This course is intended for developers who are familiar with the fundamentals of Windows Phone 7 development. It tackles many of the issues developers will run into in practice when developing real applications, including application architecture, working with services, handling data, and managing settings and state.
Yacine has been involved in the development of database-driven, n-tier web applications for over 10 years. Over time he has taken on various roles, including development, project management, offshore platform management and technical consulting. He has helped build a few solutions for Microsoft North Africa.
WP7 application architecture Welcome to this Phone 7 Hands On course series. Throughout this talk and the ones that will follow we'll build a data backed phone application from the ground up, covering many aspects of Windows Phone 7 business application development. In this module, I'll introduce MVVM for the phone and I'll use basic simple data generated in memory to create our MVVM app structure. In upcoming modules we'll add support for accessing remote data through OData, we'll improve the UI using more sophisticated phone controls, and we'll manage lifecycle events such as deactivation and tombstoning. In a second stage we'll also add more features to our application such as image capture and manipulation, cloud supports, and push notifications. We'll begin this talk with a quick review of what the MVVM pattern is and we'll also discuss Windows Phone specific aspects that we need to consider when applying the pattern in an application. Next, we'll go over a simplified real life application scenario that we'll use throughout this course for building our demo application and we'll briefly discuss the app's requirements. We'll the dive in and start coding, building our Phone 7 application from the ground up. We'll create our application MVVM structure, then our ViewModel classes, followed by our Main View and View Hierarchy. Then we'll take a step back for a moment to discuss phone related navigation aspects and we'll go ahead and add navigation to our sample app. Then we'll finish this talk with a discussion of commanding and how it helps maintain separation of concerns in our MVVM app, and I'll show you an example of that using some of the infrastructure that's provided by the open source MVVM Light framework.

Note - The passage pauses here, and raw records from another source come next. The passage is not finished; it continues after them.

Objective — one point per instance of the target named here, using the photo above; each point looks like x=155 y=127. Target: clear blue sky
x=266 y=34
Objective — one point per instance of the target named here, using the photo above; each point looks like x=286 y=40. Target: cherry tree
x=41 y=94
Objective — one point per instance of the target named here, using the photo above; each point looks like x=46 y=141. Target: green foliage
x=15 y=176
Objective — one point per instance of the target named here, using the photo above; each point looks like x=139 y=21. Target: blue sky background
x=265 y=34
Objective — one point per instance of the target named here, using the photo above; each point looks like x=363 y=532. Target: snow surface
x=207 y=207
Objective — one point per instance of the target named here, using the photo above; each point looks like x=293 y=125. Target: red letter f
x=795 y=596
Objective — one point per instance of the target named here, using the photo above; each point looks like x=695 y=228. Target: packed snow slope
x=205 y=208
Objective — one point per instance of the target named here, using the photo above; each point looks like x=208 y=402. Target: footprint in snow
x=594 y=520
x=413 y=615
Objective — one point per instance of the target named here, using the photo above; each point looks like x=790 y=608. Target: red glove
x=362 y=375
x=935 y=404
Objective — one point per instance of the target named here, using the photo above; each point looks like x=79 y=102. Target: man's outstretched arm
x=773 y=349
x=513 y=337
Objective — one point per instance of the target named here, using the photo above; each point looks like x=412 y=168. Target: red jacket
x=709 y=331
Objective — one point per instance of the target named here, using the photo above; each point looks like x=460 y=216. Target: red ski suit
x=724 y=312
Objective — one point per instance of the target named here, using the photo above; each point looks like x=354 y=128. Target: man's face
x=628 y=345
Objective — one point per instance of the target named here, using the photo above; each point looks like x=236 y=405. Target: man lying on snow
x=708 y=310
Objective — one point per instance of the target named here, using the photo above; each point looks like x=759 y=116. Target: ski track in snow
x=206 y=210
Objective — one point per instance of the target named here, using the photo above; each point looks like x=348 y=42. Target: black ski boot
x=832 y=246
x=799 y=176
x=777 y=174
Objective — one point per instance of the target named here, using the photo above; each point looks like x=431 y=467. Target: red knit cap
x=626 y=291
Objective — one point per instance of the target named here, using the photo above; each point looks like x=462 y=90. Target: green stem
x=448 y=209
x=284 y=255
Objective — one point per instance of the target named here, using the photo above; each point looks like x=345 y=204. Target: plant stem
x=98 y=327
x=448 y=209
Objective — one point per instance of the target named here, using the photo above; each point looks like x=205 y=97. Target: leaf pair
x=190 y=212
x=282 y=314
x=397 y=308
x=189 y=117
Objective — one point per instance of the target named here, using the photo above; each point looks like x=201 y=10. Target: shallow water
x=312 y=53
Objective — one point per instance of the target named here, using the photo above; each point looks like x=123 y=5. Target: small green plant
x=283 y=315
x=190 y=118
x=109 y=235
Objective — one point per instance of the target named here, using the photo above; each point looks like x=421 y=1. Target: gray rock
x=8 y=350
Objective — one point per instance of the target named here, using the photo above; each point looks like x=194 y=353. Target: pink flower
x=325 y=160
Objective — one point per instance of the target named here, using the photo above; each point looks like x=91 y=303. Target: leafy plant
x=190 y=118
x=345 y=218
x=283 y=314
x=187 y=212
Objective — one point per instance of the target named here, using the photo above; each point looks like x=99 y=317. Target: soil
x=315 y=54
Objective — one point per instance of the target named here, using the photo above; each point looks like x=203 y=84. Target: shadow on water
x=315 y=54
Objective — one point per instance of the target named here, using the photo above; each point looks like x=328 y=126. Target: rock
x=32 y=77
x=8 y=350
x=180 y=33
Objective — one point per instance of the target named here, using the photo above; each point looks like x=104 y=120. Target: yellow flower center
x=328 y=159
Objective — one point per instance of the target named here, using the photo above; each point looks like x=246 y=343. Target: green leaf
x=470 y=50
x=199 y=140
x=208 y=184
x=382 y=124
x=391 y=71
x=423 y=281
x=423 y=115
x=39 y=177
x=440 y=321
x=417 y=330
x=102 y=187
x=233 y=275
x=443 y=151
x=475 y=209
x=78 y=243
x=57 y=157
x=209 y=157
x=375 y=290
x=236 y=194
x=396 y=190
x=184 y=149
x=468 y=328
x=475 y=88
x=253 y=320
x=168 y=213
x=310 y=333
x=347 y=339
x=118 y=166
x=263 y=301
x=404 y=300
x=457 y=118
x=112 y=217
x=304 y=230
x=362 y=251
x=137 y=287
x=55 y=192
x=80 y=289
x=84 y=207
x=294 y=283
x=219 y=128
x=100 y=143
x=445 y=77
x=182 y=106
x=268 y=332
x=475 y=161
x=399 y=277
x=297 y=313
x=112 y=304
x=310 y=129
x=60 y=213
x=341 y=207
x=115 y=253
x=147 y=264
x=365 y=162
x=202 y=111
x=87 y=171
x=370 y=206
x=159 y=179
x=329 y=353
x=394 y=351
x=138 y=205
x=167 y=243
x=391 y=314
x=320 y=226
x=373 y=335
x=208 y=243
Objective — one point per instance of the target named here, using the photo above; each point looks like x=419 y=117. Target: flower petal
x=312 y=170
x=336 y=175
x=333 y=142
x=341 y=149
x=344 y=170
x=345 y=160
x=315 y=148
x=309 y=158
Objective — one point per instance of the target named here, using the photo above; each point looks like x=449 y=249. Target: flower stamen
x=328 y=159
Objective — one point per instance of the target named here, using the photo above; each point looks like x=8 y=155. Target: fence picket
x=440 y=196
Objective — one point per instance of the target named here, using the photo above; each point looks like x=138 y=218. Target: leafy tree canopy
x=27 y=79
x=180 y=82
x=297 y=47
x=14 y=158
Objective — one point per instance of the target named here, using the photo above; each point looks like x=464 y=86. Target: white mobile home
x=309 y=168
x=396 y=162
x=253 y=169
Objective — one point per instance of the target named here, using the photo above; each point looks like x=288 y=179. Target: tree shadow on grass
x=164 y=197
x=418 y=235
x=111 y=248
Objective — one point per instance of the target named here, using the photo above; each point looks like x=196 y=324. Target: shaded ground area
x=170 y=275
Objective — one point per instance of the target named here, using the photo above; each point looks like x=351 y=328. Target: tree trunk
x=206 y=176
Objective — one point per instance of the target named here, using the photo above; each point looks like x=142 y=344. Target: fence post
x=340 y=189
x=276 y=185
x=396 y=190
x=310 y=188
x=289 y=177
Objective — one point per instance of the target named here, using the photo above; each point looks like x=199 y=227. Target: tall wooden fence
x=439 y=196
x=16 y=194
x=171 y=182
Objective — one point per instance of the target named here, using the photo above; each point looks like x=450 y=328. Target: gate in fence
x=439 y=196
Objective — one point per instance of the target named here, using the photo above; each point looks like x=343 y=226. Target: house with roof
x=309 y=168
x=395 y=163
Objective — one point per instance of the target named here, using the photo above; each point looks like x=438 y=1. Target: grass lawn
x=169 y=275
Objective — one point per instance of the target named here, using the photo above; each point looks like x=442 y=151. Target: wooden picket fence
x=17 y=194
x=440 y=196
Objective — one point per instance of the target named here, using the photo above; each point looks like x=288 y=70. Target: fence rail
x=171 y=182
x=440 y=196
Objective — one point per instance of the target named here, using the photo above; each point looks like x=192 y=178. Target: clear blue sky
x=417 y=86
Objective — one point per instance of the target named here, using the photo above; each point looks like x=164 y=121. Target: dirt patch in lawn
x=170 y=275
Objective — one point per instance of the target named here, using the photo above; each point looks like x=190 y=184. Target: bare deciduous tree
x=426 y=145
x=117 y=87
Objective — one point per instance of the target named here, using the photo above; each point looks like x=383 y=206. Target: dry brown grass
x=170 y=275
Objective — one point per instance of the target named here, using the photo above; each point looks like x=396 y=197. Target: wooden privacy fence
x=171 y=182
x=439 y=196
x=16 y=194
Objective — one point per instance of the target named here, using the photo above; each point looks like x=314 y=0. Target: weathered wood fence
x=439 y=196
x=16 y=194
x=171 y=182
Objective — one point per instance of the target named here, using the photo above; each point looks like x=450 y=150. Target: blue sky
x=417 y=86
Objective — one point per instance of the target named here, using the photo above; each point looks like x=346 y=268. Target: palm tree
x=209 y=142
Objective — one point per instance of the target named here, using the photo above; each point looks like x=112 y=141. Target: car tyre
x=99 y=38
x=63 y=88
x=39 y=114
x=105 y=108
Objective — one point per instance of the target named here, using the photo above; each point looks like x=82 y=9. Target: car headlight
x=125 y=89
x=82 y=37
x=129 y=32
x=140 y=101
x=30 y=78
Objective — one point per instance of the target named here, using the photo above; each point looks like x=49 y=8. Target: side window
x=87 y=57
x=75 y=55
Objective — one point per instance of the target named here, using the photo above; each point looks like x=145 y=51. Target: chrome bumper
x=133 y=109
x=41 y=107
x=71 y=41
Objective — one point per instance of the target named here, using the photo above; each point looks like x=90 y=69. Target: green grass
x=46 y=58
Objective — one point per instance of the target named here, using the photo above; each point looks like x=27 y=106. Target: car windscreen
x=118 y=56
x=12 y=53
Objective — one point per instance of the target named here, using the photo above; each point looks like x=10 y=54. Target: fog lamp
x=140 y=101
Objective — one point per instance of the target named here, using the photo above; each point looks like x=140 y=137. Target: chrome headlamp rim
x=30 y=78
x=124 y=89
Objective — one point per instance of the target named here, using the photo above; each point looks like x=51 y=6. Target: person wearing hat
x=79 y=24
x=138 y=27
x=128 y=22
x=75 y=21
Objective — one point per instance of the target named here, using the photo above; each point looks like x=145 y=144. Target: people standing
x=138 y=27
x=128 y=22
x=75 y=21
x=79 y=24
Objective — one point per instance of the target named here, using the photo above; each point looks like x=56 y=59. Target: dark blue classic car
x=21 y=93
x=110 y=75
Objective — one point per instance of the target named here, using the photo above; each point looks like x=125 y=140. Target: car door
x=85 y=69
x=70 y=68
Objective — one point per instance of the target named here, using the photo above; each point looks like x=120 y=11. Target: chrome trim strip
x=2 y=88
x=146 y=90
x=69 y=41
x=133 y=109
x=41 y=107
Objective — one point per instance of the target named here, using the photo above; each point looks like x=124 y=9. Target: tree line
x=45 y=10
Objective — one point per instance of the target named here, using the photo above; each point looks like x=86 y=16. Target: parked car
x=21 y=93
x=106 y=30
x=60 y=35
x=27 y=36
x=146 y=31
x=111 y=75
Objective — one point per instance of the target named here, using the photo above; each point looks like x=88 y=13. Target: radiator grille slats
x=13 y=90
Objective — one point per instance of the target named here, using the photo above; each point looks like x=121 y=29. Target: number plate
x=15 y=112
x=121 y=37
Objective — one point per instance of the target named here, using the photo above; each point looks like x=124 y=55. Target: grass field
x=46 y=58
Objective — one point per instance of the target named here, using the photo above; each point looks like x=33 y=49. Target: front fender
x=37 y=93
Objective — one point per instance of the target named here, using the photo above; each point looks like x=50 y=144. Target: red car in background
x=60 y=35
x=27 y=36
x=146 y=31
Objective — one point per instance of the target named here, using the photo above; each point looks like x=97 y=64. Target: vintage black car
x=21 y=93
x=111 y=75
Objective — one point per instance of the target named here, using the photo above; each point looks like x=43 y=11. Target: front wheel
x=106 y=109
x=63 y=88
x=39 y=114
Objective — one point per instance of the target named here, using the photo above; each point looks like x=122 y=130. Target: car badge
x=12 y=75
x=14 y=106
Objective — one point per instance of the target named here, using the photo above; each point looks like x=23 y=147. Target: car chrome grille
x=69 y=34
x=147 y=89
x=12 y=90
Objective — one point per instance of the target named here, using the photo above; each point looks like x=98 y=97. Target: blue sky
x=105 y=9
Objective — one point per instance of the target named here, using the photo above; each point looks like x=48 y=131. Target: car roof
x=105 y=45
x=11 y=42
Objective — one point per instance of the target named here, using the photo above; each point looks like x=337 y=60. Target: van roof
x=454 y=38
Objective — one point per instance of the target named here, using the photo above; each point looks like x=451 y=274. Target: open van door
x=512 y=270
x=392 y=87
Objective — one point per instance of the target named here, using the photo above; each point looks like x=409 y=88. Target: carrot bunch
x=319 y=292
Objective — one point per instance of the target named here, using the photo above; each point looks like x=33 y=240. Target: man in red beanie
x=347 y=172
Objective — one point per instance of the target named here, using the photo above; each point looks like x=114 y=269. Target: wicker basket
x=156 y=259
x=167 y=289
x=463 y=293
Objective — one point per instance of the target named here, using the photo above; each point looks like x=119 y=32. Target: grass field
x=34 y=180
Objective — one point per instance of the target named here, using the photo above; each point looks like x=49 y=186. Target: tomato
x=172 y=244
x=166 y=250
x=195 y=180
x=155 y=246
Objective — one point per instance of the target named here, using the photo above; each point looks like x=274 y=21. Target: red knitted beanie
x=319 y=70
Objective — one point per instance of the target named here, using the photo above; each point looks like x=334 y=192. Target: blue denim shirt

WP7 and WCF Data Services Welcome to this second module of our Windows Phone 7 Hands On series. In this talk we pick up where we left off building a Windows Phone 7 MVVM application, which will continue to improve to make it a data backed application that can read and write data to and from a WCF Data Service. I'll begin with an overview of the Open Data protocol and we'll discuss what it is and what it brings to the table as a new way of exposing and accessing data. We'll also zoom in on Microsoft's implementation of OData, which fully integrates with both the Windows Communication Foundation and Web Stacks. And we'll look at how we can expose our own data as OData resources using WCF Data Services. We'll then shift back to the phone application with a discussion of the new OData client library for the phone. From there we'll examine how we generate queries from the phone to a data service using the library's asynchronous APIs and OData's built-in querying mechanisms that are embedded in URIs. And finally, we'll examine how changes that are made on the phone to data initially retrieved from the service are tracked by the client library and how we can easily push those changes back to the service for persistence in a data source.
Phone controls and data Welcome to module 4 of this Hands On Windows Phone 7 series. In this talk we improve our phone applications UI by integrating more sophisticated controls from the platform itself and from the Silverlight Toolkit for the phone and we leverage these controls data capabilities. We'll first examine the pivot control, one of the phone's main and most useful built-in controls, and we'll see how to integrate it into our Express Parcels application. Then we'll take a quick tour of the Silverlight toolkit for Windows Phone, which provides a set of great controls and components to compliment the platform. We'll first talk about the PerformanceProgressBar and we'll see how we can bring it into our demo app and connect it to our data workflow. We'll then move on to a focus on the LongListSelector control, a powerful and versatile control that provides a rich selection UI and we'll set it up to work with our data service. We'll also look at how we can improve our application's user experience by deferring the loading of some data until it's needed, in conjunction with the pivot control's built-in capabilities. Along the way we'll see an example of using the MVVM Light framework's messaging facilities to easily achieve decoupled communication among our classes. Then we'll conclude with an example of using two other controls in a toolkit, the ListPicker and the TimePicker and binding them to our service data.
Managing state Welcome to the fourth module of this Phone 7 course. In this talk we'll look at state management topics on the phone, specifically from a service backed data application viewpoint. We'll start this talk with a brief review of the phone's execution model and the event hooks that are available for managing application state throughout the lifecycle. We'll also look at the constraints that the execution model imposes on our application when working with external data, then we'll dig into OData's specific answer to data state management challenges associated with the phone's lifecycle model, and we'll examine the new DataServiceState class that was designed to address these needs. In the process we'll highlight some of the shortcomings of the current version of DataServiceState and I'll point some ways around these limitations. Then we'll zoom in on some of the challenges of page and control state management in the face of tombstoning. And finally we'll take a stab at storing data locally on the phone and we'll look at an example of enabling a local versus remote data scenario.